By Hamish Johnston and Michael Banks

Carson Huey-You was just 11 years old when he arrived at Texas Christian University to study physics. Now, at the ripe old age of 14, he is about to graduate, according to an article in the Huffington Post. “I knew I wanted to do physics when I was in high school, but then quantum physics was the one that stood out to me, because it was abstract,” says Huey-You. Most American children start high school at age 14, but Huey-You was learning calculus by the time he was three – a subject usually reserved for high school seniors. And precociousness runs in the family because his younger brother Cannan is starting university in September aged 11. The siblings are delightful and interviewed in the above video.
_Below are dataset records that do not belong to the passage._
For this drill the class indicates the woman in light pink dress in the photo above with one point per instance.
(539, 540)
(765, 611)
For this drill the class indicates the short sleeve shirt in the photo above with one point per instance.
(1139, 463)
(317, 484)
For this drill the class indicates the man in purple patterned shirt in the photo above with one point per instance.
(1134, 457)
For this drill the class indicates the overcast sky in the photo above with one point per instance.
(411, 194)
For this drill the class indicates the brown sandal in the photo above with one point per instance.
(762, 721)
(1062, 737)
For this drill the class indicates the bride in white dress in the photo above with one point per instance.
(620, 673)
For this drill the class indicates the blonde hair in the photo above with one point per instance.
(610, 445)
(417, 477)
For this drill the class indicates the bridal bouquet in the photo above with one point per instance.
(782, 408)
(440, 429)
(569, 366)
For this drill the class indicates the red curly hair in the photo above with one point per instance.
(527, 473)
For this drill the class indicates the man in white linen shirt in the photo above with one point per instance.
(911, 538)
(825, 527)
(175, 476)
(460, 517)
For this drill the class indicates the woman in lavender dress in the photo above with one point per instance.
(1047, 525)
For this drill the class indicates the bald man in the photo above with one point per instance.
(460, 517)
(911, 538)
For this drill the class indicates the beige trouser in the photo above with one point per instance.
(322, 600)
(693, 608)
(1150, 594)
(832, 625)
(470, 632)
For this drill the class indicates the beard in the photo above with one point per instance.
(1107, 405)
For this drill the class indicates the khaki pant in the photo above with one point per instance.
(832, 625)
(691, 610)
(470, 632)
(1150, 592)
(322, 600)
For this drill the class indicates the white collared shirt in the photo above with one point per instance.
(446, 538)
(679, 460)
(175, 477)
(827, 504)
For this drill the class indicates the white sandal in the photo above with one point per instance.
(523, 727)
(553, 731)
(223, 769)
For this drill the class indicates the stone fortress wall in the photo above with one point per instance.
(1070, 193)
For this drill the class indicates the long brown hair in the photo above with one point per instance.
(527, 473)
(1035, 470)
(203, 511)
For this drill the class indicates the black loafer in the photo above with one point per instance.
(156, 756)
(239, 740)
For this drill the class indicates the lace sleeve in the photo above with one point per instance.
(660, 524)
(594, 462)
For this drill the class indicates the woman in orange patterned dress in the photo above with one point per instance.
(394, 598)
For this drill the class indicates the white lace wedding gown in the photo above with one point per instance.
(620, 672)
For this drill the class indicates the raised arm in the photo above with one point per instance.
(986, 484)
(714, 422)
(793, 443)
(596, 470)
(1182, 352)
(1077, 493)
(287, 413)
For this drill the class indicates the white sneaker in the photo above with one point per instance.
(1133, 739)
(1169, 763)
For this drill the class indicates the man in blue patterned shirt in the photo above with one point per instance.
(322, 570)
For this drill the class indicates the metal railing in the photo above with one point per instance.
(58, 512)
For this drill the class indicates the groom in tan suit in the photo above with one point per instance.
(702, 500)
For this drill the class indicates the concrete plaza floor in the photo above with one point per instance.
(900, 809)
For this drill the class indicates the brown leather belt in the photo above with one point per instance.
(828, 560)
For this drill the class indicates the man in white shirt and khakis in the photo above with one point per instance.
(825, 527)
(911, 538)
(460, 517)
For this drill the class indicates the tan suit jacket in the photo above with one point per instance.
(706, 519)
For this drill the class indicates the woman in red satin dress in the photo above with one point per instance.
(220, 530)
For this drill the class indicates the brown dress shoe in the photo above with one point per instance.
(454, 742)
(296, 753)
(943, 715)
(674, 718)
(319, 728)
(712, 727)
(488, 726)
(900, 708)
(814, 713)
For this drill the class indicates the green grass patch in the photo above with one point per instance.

Fancy watching a play that features the Large Hadron Collider (LHC) and Peter Higgs as characters? The Earthworks opens at the Royal Shakespeare Company (RSC) in Stratford-upon-Avon on 24 May. According to this preview in the Guardian, the play is “a human story based around the interaction between a scientist working at CERN and a journalist reporting on the historic moment” when the LHC is first switched on. In one scene, the two heroes rush to a hotel where they try to wake Peter Higgs so that he can explain the science of the collider. The play is by Tom Morton-Smith who also wrote Oppenheimer – which charts the life of J Robert Oppenheimer and was an unexpected hit for the RSC in 2015. Physics World’s Margaret Harris described Oppenheimer as a “stunning drama”. Will The Earthworks garner similar praise from our discerning critics?

Four years ago David Hu and colleagues at Georgia Tech derived the “law of urination” by painstakingly analysing videos of animals relieving themselves. They found that mammals ranging in size from a cat to an elephant all take around 21 s (give or take 13 s) to empty their bladders. Now, the researchers are back for more IgNobel-prize-worthy research with a study of the physics of animal defecation. By watching videos of various mammals doing their business at Atlanta Zoo, Hu’s team has found that they all take around 12 s to defecate. This is despite the fact that the length of the rectum in the animals ranged from 4 cm in cats to 40 cm in elephants. Although larger animals have more faeces – elephants can produce a volume of 20 litres – the team speculates that big animals have a thicker layer of mucus in the large intestine than smaller mammals, and this aids ejection. While this number-two study focuses on cylindrical faeces, the team is now planning to work on pellet-like poo from rodents as well as cubical droppings, which wombats apparently produce. So any guess in which journal the research was published? Soft Matter, of course.